Rudnicky says she’s proud of her work at Hoag Library
Says she battled with board over budget
ALBION – Susan Rudnicky was back in Hoag Library on Thursday, first using the site as a patron. Later in the day, she attended a session about Depression glass. That was a fund-raiser for Friends of the Library, where Rudnicky volunteers as a member.
“You don’t put your heart and soul into an institution for 16 years and then let go just like that,” Rudnicky said about her connection to the library.
On March 11 she was dismissed as director of the library by the board of trustees. She served as director for 16 years, and helped get the new library built, writing grants that secured $800,000 toward the project. The new site more than doubled the space from a historic structure on Main Street.
The new library has seen circulation jump about 50 percent from the old site. Total circulation topped 100,000 for the first time in 2013, reaching about 120,000. At Swan, circulation typically was about 80,000 annually.
“I’m proud of this building,” Rudnicky said. “They had been talking about it since I don’t know when.”
Board President Kevin Doherty said last week during a board meeting that Rudnicky didn’t follow board directives. That was why she was dismissed. She didn’t do anything illegal, Doherty said.
He didn’t specify the directives that were not followed, but said Rudnicky and the board often were at odds, going back for years.
Rudnicky said there was tension between her and the board over the library budget. She didn’t think the board approved a budget that fully covered the library’s operational needs.
The new library is open eight more hours a week than the former Swan Library, and it’s open nine more Saturdays and four more holidays – Martin Luther King Day, President’s Day, Good Friday and Columbus Day.
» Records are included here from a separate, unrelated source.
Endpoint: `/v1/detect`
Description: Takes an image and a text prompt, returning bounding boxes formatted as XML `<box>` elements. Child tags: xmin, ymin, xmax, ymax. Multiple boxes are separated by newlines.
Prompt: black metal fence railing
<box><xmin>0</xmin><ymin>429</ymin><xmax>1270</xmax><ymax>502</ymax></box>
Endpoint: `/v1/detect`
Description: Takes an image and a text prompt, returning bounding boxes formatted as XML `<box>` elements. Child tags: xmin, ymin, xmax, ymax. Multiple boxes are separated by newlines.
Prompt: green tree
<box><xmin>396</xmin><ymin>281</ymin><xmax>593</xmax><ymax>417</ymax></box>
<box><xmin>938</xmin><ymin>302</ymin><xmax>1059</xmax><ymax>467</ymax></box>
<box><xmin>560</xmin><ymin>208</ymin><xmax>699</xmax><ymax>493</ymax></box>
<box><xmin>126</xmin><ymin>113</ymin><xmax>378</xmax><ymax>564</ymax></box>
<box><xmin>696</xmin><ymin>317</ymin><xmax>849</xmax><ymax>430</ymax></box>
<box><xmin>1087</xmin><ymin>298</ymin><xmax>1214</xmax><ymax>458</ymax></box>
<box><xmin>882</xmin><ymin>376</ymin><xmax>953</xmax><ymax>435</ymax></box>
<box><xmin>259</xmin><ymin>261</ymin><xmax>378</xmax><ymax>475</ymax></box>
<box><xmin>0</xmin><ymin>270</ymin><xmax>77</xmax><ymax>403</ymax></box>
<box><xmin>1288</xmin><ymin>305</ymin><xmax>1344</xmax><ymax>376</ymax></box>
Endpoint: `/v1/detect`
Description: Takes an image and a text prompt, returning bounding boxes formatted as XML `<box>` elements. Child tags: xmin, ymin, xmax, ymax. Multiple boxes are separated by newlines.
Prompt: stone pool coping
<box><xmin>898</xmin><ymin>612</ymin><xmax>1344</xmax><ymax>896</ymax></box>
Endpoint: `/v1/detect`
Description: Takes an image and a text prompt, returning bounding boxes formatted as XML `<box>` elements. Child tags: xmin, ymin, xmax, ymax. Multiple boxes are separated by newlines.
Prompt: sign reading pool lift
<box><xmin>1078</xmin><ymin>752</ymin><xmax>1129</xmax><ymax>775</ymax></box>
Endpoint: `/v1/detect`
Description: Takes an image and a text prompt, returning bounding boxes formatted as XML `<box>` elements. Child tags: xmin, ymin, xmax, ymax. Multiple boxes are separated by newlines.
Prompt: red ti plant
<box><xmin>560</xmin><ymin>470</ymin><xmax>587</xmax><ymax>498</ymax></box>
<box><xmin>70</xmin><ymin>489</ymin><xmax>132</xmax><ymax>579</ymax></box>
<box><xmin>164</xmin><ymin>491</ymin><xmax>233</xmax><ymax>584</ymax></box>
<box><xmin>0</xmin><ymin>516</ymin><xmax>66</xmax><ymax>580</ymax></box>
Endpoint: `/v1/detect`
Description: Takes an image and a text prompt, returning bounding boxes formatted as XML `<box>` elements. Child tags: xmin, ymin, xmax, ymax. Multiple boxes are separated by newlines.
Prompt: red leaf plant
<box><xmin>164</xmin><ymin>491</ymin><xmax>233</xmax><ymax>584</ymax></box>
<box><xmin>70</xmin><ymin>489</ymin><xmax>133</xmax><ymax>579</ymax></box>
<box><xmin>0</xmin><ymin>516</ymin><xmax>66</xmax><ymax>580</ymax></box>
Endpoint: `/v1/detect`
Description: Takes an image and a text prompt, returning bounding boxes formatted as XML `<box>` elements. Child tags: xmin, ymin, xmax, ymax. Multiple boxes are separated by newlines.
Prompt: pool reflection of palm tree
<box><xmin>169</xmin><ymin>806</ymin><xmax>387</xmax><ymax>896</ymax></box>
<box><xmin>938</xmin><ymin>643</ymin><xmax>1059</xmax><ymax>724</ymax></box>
Swan had 9.5 full-time equivalents for staff and that has dropped to 8 FTEs at the new site.
“It was hard to bring the staffing under budget,” Rudnicky said. “The pressure was trying to man that desk. It takes a certain number of people.”
Rudnicky would have liked more time on the job rather than her hasty exit on March 11 when she was escorted out of the building during business hours.
“It was the least graceful way, but I’m not going to let it get me down,” she said.
At 64, she is back on the job market, sending out resumes. She said it will be difficult to find a comparable job locally. She would like to keep working until she’s 70.
For now she remains committed to serving as president of the Cobblestone Society Museum. If she can find a job in the area she would like to stay involved with Friends of the Library.
She urged the community to continue to support the library, and honor their fund-raising pledges.
“The new building was the realization of a dream for me, along with a bunch of other people,” she said. “I just hope that people of good will take that dream forward.”